Today, the North Carolina House of Representatives passed SB820. It legalizes fracking in the State of North Carolina and could allow drilling by 2014.

The bill includes many of the protections for North Carolina landowners that the Rural Advancement Foundation International – USA recommended in its report to the state Attorney General’s office. Because of the support of concerned North Carolinians, this bill is much stronger than it might have been.

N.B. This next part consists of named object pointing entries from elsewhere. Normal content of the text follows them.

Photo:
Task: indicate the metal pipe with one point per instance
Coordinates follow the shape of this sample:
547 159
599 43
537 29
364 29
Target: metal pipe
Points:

However, SB820 will allow private companies to undermine some of the fundamental property rights of North Carolina’s landowners. We have three key concerns about the bill:

  • It does not prohibit companies from drilling for gas without permission from the mineral rights owner, as long as a certain percentage of the owner’s neighbors have signed gas leases – a practice called forced pooling.
  • It makes surface use agreements optional, meaning that landowners who don’t own mineral rights may have no say in how their land is used.
  • It does not allow time for adequate study of potential impacts, such has whether current state eminent domain laws would allow companies to seize private property to build pipelines to transport the gas they extract.

The bill does require the state to study the issue of forced pooling and to write regulations governing fracking. If the bill becomes law, we hope that the state will remain committed to a strong and thorough rule-making process that will address some of these concerns at the regulatory level. However, rights this important should be addressed before fracking is legalized, not after.